Unfortunately tail is relatively slow. Actually indexing the final item is much faster.
FUN <- function(x) {ss <- strsplit(x,' ')[[1]];ss[length(ss)]}
On my machine this is well over twice as fast as the tail command.
y <- c("AAAAAAAAAAA 250.00",
"01 JUN 2003 02 JUN 2002 OCTOPUS CARDS LTD HONG KONG HK 5.13",
"01 JUN 2003 02 JUN 2002 OCTOPUS CARDS LTD HONG KONG HK 834591283405347 50.00")
#make y bigger so that there's something to test
y <- rep(y, 1e5)
#testing tail
FUN <- function(x) {tail(strsplit(x,' ')[[1]],1)}
system.time( lapply(y,FUN) )
user system elapsed
22.108 0.110 22.069
#testing indexing
FUN <- function(x) {ss <- strsplit(x,' ')[[1]];ss[length(ss)]}
system.time( lapply(y,FUN) )
user system elapsed
9.396 0.037 9.372
But even more speed is accomplished by separating the function out and taking advantage of the fact that components are already vectorized. (the whole point of apply family commands is not to replace looping but to allow simple syntax and use vectorized commands as much as possible. The simplest functions possible should go into lapply and such.)

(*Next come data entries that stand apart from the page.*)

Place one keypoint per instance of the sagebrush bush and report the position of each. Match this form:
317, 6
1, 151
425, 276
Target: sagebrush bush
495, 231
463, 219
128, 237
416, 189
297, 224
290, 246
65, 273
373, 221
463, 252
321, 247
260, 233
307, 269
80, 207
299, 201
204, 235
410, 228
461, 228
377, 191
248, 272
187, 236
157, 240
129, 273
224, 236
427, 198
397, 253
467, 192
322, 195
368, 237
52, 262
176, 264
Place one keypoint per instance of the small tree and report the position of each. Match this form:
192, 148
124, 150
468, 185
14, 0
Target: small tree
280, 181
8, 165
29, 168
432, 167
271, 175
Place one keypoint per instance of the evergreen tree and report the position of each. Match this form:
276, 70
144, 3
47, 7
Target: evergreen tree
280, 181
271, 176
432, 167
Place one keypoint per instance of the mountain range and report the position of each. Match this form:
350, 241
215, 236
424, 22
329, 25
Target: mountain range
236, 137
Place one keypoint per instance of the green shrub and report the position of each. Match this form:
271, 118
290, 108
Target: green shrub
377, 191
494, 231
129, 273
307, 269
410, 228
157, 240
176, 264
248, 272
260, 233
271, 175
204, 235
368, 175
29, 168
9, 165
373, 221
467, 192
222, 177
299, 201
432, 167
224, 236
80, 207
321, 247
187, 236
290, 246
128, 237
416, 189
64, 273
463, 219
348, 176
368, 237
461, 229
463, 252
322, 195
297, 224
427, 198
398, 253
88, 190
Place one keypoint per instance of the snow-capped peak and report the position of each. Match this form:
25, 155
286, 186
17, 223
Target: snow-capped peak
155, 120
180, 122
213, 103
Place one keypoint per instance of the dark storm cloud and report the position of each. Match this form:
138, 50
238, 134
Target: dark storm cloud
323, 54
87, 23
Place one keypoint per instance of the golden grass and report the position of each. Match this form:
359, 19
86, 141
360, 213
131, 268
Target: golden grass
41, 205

#first let strsplit do it's own vectory magic
s <- strsplit(y, ' ')
#then define a simpler function
FUN <- function(x) x[length(x)]
lapply(s, FUN)
To time test this it's necessary to keep the strsplit inside the timing routine to make it fair
system.time( {s <- strsplit(y, ' ');lapply(s, FUN)} )
user system elapsed
5.281 0.048 5.305
(I'm pretty sure I'm missing something on indexing lists and my function should be even simpler.)
One more thing though.. and this would have sped things up all the way through but I'll just add it here. strsplit() has a fixed option. It works much faster if you set that to true when you aren't using a regular expression.
system.time( {s <- strsplit(y, ' ', fixed = TRUE); lapply(s, FUN)} )
user system elapsed
1.256 0.007 1.253
If you're doing this on a large dataset or you have to do it frequently on even moderately sized datasets you really ought to be using this last method. It's nearly 20x faster.
Here's the final solution that can just be copied over to accomplish the whole task, assuming that Y is a vector of character strings formatted just as expected in Edit #3. What is expected is that the last item is a money value to save and the second last item is some kind of ID value.
s <- strsplit(y, ' ', fixed = TRUE)
moneyVal <- lapply(s, function(x) x[length(x)])
idVal <- lapply(s, function(x) x[length(x)-1])
restOfY <- lapply(s, function(x) paste(x[1:(length(x)-2)], collapse = ' '))
#These three values can be combined into a data frame
df <- data.frame(restOfY, idVal, moneyVal)